Kurdish man serving in Russian army killed in Ukraine

YELENOVKA, Russia - A Kurd fighting as a soldier in the Russian army was killed in action in Ukraine last week. 

Ikram Maher, 25, was one of 300,000 soldiers ordered by Russian President Vladimir Putin on September 21 to fight against the Ukrainian army.

“He was supposed to get married but went to fight in Ukraine. We had everything ready for him and I was waiting for him to come back, I was heartbroken when he didn’t come back,” Madina Manaf, mother of the Kurdish soldier, told Rudaw's Kamiz Shadadi.
 

He died in the Ukrainian city of Zaporizhzhia on October 21, just 20 days after being deployed to the neighboring country.
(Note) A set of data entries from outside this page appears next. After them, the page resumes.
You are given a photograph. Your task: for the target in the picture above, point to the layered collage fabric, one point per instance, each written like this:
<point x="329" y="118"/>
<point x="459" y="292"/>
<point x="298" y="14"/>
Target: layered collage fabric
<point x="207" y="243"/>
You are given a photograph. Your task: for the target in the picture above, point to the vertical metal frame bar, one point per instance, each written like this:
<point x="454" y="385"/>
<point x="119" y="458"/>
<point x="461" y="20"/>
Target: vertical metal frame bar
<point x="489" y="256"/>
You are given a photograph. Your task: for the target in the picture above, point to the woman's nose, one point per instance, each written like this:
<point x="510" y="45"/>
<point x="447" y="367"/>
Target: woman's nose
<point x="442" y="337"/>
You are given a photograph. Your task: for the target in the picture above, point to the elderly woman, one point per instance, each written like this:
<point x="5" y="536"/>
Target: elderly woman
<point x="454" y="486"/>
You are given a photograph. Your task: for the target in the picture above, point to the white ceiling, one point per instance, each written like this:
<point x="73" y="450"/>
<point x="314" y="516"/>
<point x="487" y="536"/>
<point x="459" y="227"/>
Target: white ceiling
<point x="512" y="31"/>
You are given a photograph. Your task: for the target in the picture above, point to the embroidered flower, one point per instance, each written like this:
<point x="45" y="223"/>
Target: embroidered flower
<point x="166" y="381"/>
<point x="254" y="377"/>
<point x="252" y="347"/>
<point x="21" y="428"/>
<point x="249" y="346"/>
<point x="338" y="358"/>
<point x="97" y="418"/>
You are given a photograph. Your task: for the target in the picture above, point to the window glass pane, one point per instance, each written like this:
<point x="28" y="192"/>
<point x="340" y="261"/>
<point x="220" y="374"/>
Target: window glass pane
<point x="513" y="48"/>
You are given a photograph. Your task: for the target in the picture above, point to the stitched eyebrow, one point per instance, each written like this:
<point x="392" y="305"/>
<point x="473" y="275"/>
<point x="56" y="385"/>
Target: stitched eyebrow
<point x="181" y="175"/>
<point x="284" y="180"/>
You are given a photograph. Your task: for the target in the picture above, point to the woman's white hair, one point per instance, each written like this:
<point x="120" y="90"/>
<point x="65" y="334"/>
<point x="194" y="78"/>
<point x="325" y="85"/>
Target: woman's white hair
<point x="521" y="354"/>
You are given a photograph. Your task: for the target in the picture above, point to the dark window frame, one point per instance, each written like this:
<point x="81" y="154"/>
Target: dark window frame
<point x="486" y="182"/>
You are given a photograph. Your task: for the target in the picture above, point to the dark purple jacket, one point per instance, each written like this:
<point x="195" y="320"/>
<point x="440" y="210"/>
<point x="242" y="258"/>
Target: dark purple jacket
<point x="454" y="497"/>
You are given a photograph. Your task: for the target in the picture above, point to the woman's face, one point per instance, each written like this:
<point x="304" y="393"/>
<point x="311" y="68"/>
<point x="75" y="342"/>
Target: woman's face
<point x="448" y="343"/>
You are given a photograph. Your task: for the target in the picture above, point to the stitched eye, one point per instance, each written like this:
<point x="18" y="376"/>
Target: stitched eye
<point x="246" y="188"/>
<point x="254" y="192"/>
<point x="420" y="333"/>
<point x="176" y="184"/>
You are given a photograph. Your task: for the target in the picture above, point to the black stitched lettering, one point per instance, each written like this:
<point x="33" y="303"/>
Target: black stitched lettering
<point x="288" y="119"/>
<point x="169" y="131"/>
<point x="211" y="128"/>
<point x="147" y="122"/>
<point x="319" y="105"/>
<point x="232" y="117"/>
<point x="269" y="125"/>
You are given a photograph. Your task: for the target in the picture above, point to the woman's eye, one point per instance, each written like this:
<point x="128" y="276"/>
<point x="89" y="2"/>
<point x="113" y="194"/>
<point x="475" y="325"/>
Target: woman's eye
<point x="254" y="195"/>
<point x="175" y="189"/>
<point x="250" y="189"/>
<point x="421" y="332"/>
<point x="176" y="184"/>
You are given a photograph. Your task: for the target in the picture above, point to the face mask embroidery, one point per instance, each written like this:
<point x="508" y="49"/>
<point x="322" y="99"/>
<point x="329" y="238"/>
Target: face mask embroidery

Maher was the eldest son of the family and completed compulsory service in the Russian army five years ago.

More than 20,000 Kurds live in the Republic of Adygea and the Krasnodar Region. About 200 Kurdish families live in the village of Yelenovka alone.

Like other people living in southern Russia, the villagers were forced to migrate from Armenia and Azerbaijan to the Republic of Adygea three years ago due to the Nagorno-Karabakh conflict.

Maher's body was buried in a crowded military ceremony with Kurdistan, Russia, and the Republic of Adygea flags in the Kurdish cemetery. The Kurdish cemetery in the Republic of Adygea has been very crowded for three years, but Maher's grave is the most prominent story of the cemetery.